How to use this calculator
- Measure the wall. Length × height for each wall section. Subtract openings (doors, windows) at full size.
- Pick bricks per square foot. Modular: 7. Queen: 6.5. Engineer: 6. Oversize: 5.7. Norman (long): 4.5. Always check the manufacturer spec for the exact figure.
- Enter price per brick (optional). Standard red brick: $0.45–$0.80. Premium / handmade: $0.80–$2.50. Reclaimed: $1.50–$4.00.
- Read your bill of materials. Bricks (with 5% waste), mortar bags, sand. With prices, total estimate.
Formula
Bricks = Wall Area × Bricks per ft² + 5% waste
Worked example
A 20 × 8 ft wall (160 ft²) of modular brick: 1,176 bricks (with 5% waste), 6 bags of mortar (70 lb), 1.6 tons of sand. At $0.65/brick + $9/bag + $30/ton: $836 in materials.
Common project sizes
Quick reference for the most common brick calculator use cases. Use these as a sanity check on your calculator inputs.
| Project | Dimensions | Result |
|---|---|---|
| Front wall veneer (40 × 8 ft) | 320 ft² | ~2,352 bricks · 11 bags mortar |
| Chimney (4 × 4 × 30 ft tall) | 480 ft² | ~3,528 bricks · 16 bags mortar |
| Garden wall (40 × 4 ft) | 160 ft² | ~1,176 bricks · 6 bags mortar |
| Whole-house veneer (1,800 ft²) | 1,800 ft² | ~13,230 bricks · 60 bags mortar · 18 tons sand |
2026 cost reference
Typical retail price range in the United States for brick. Local pricing varies by region, supplier, and grade — confirm with two or three quotes before ordering.
Per square foot (installed)
$14 – $50
Standard red brick veneer: $14–$25/ft² installed. Premium / handmade: $25–$45/ft². Reclaimed antique: $30–$60/ft². Stone-look brick: $20–$35/ft². Materials alone are $5–$15/ft².
How we calculate this
Assumptions baked in
Modular brick (3⅝" × 2¼" × 7⅝") with 3/8" mortar joints yields 6.86 bricks per ft² of wall — we round to 7 by convention. King-size and oversize bricks change that ratio; the calculator accepts a custom bricks-per-ft² value. Mortar usage assumes 1 bag of 70 lb Type N covers ~30 ft² of single-wythe veneer at 3/8" joints. 5% waste is built into the final count.
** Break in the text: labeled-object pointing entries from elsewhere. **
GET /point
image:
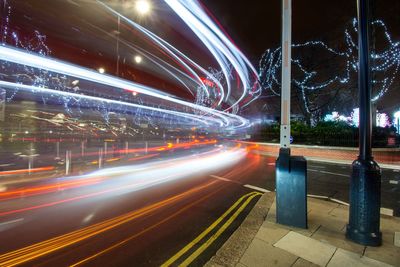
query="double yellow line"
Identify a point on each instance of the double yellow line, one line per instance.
(244, 201)
(35, 251)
Accuracy and margin of error
For rectangular wall sections, ±2% on the brick count. Soldier and rowlock courses, jack arches, and corbeled details add ~5–10% to the order — add it yourself if the design has decorative coursing. Estimated sand at ~1 ton per 100 ft² of brickwork is a rule-of-thumb from the Brick Industry Association.
Edge cases this calculator does not handle
Reclaimed and antique brick varies in dimension; measure 10 bricks side-by-side, divide by 10 for true average, and recompute. Pavers (4×8) are a different product entirely — use a paver-specific calculator. Adhered thin brick (½" veneer) doesn't use mortar joints in the same way; the calculator overstates mortar for that product.
Cited sources for this page
The figures and rules above are anchored to the following normative references. We link the underlying claim to its standard — not as generic SEO trust signals, but so you can audit any number on this page against a primary source.
Modular brick standard dimensions of 3⅝" × 2¼" × 7⅝" are defined by ASTM C216 (facing brick) and BIA Technical Note 10.
Source: ASTM C216 / Brick Industry Association Technical Note 10
Type N mortar (750 psi) is standard for above-grade exterior brick veneer; Type S (1,800 psi) is required for parapets and chimneys.
Source: ASTM C270 Standard Specification for Mortar for Unit Masonry
Tips for accurate results
- A standard mortar bag (70 lb) lays about 30 ft² of brick at 3/8" joint. Buy 1 extra for full-job tolerance.
- Sand requirement: 1 ton of mason's sand per 100 ft² of brick. Mason's sand is finer than concrete sand — don't substitute.
- For thin brick veneer (½-inch thick), the brick count per ft² is the same; you skip the structural masonry but still need adhesive.
- Always order bricks in pallets (typically 500 bricks = 1 pallet). Color and texture vary slightly between batches; mix from multiple pallets to avoid streaks.
- Plan for 3% breakage during shipping plus 2% breakage during cutting/laying.
When to consult a pro
Brick laying is a skilled trade with a real learning curve — joint consistency and plumb walls require practice. For garden walls under 4 ft, DIY is workable. Anything load-bearing, taller than 4 ft, or visible from a street: hire a mason. Reclaimed brick is especially tricky because each brick varies in size and condition.